Total PC Gaming
- Issue 1, November 2007
- Editor: Russell Barnes
- Categories: Video game magazines
- Frequency: 13 per year
- First issue: 8 November 2007
- Final issue: 19 March 2010
- Company: Imagine Publishing
- Country: United Kingdom
- Language: English
- Website: totalpcgaming.com (archived)
- ISSN: 1755-7623
- OCLC: 751038653

= Total PC Gaming =

British magazine

Total PC Gaming was a monthly magazine published by Imagine Publishing, launched in 2007 it ran until March 2010. The magazine featured videogame industry news, game reviews, hardware reviews, and sections dedicated to fans of retro gaming and Massively multiplayer online games.

==Staff==
The staff included editor Russell Barnes, who had been at the helm since issue 2, as well as Games Editor Ben Biggs, who wrote a blog on the magazine's website, Sam Bandah, who ran the Letters page and designer Andy Salter. Stuart Campbell regularly freelanced for TPCG and wrote the monthly "Why I hate PC gamers" column for issues 3–12. Freelancer David Crookes produced a monthly two-page interview with many big names and some old school PC content was also taken from past issues of Retro Gamer. Freelancer James Pikover produced monthly hardware reviews, as well as the 2008 holiday gift guide special.

==Review scores==
Total PC Gaming scored games reviews out of ten, and only two have achieved a perfect score, Fallout 3 and Grand Theft Auto IV. The lowest score was 2, which is jointly held by The Dark Legions and Soldier of Fortune: Payback.

==Format change==
When the title was launched, one of the main selling points was that there were no extras attached to the magazine, thus keeping the price (£3.99) lower than the competitors, PC Zone and PC Gamer, who both retailed at £5.99 and were sold in a sealed plastic bag that included a DVD that contained extra content. However, with the release of issue 11, Total PC Gaming had changed to match this format, and had raised the price to £5.49.

==The end==
On 20 March 2010 a letter was sent out to the magazine's subscribers stating that issue 31 will be the final issue.
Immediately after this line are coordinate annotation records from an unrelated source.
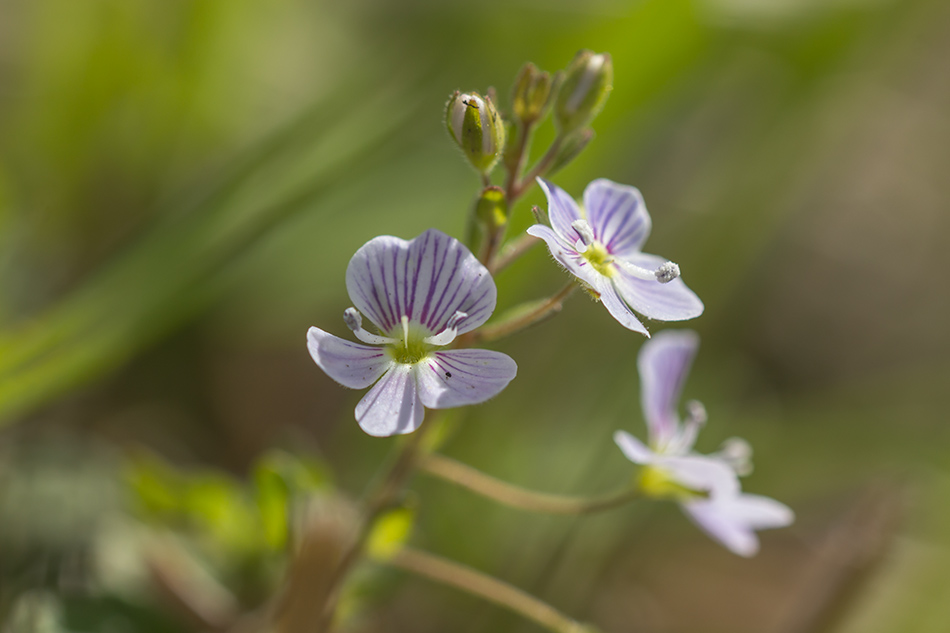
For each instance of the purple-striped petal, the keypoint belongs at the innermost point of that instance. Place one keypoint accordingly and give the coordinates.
(733, 519)
(455, 378)
(350, 364)
(701, 473)
(565, 254)
(562, 211)
(672, 301)
(618, 216)
(392, 406)
(427, 279)
(617, 308)
(663, 364)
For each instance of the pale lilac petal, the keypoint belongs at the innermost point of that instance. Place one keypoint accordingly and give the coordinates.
(701, 473)
(633, 449)
(392, 406)
(565, 254)
(672, 301)
(735, 536)
(617, 308)
(562, 211)
(663, 364)
(618, 216)
(427, 279)
(350, 364)
(455, 378)
(759, 512)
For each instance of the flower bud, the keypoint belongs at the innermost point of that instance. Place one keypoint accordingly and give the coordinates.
(587, 83)
(476, 126)
(531, 94)
(492, 208)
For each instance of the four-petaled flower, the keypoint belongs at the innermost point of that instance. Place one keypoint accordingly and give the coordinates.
(600, 245)
(420, 295)
(706, 486)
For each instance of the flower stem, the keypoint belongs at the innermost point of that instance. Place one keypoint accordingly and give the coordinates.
(512, 251)
(540, 169)
(478, 584)
(381, 496)
(517, 497)
(542, 310)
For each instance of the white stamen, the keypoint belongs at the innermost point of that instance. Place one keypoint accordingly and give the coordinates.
(635, 271)
(354, 321)
(447, 335)
(667, 272)
(695, 412)
(583, 229)
(683, 441)
(738, 454)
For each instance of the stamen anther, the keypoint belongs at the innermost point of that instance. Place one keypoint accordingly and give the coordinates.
(354, 321)
(667, 272)
(583, 229)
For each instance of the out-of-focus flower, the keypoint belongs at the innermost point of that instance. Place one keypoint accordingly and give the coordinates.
(706, 486)
(600, 245)
(420, 295)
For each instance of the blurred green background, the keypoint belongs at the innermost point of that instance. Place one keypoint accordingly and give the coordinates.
(182, 185)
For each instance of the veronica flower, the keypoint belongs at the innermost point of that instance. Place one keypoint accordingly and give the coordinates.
(706, 486)
(419, 295)
(600, 244)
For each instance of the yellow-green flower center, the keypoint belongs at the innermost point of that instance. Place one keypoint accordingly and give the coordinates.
(598, 257)
(410, 346)
(658, 483)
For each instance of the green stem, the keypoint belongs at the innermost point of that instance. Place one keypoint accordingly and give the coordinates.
(381, 497)
(512, 251)
(517, 497)
(484, 586)
(539, 170)
(516, 165)
(543, 310)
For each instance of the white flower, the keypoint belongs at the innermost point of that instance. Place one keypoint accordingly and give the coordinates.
(706, 486)
(420, 295)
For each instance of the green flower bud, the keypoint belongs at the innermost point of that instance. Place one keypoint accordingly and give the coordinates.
(492, 208)
(587, 83)
(477, 127)
(531, 94)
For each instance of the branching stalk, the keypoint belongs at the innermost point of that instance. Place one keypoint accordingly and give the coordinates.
(466, 579)
(543, 310)
(517, 497)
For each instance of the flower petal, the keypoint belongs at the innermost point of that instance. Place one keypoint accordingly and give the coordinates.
(701, 473)
(663, 364)
(617, 308)
(759, 512)
(427, 279)
(672, 301)
(618, 216)
(562, 211)
(633, 449)
(350, 364)
(737, 537)
(392, 406)
(565, 254)
(732, 519)
(466, 376)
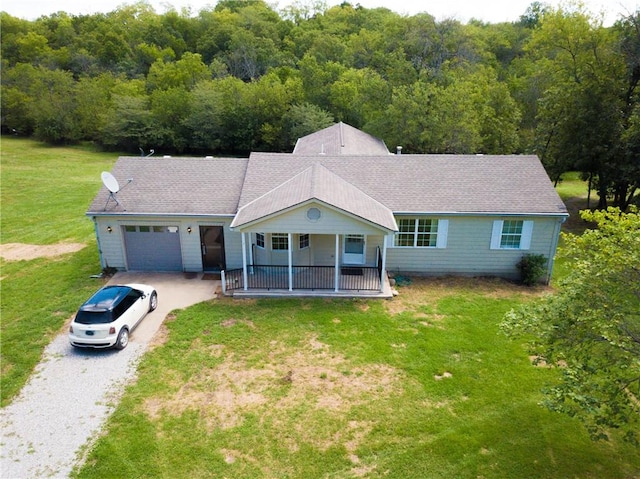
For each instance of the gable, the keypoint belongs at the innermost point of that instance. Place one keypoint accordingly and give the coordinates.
(316, 183)
(325, 220)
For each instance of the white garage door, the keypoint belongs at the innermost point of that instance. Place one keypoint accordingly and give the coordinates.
(153, 248)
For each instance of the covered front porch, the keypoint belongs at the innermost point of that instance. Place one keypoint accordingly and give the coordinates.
(344, 278)
(319, 281)
(315, 234)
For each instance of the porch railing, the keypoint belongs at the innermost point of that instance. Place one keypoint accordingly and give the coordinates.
(269, 277)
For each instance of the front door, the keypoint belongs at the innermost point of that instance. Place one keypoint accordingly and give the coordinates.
(212, 246)
(354, 249)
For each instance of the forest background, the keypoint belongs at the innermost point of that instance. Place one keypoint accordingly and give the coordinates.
(242, 77)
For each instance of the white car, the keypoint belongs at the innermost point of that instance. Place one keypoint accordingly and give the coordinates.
(107, 318)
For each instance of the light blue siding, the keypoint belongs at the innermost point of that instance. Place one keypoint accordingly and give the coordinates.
(468, 250)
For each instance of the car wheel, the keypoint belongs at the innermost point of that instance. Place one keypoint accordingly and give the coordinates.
(153, 301)
(123, 339)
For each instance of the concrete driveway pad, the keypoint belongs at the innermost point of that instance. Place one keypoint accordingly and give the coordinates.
(72, 392)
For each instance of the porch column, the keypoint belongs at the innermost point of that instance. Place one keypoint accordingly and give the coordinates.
(337, 265)
(244, 261)
(290, 251)
(251, 261)
(383, 271)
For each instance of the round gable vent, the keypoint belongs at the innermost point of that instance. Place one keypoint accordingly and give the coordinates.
(313, 214)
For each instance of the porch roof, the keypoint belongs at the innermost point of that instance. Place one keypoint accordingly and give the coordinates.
(317, 183)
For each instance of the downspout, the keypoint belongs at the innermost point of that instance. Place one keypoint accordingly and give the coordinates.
(553, 248)
(244, 261)
(336, 279)
(95, 227)
(384, 263)
(290, 259)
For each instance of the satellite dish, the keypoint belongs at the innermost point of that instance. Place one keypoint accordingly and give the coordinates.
(110, 182)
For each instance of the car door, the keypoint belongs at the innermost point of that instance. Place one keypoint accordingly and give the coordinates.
(134, 310)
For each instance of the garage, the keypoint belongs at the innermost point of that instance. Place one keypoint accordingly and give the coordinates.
(153, 248)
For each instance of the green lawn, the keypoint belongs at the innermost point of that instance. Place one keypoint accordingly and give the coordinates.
(421, 386)
(424, 386)
(45, 193)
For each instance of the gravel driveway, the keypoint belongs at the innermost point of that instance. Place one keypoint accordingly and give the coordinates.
(72, 392)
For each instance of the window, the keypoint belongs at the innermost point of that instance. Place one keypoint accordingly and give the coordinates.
(421, 233)
(304, 241)
(279, 241)
(511, 234)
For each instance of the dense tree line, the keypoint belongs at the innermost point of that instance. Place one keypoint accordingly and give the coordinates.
(242, 76)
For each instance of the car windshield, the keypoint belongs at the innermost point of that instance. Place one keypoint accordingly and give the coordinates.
(93, 317)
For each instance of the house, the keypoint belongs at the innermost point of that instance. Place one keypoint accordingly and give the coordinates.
(334, 216)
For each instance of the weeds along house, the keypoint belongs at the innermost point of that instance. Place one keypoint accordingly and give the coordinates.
(333, 216)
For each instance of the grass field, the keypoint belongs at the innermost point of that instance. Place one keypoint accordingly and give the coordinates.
(423, 386)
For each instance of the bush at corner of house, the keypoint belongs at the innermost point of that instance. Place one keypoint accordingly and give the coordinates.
(532, 267)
No reason for the closure was provided. Imagine Publishing director Damian Butt told MCV: "Imagine Publishing can confirm that following a period of review it has decided to close Total PC Gaming magazine with immediate effect. All staff have moved onto other magazines within the company. The website www.TotalPCGaming.com will continue to run as part of the NowGamerNetwork. Issue 31 will be the last to be published.
"The support from our advertisers and readers has been fantastic and it's always a shame to close a magazine, especially one that is still profitable, but following the widespread delisting of PC games magazines from many magazine-selling outlets, we felt that the team deserved to be working on projects with greater future potential.
"We are currently deciding whether to continue to run a regular digital edition of the magazine on our popular global iPhone/iPad platform."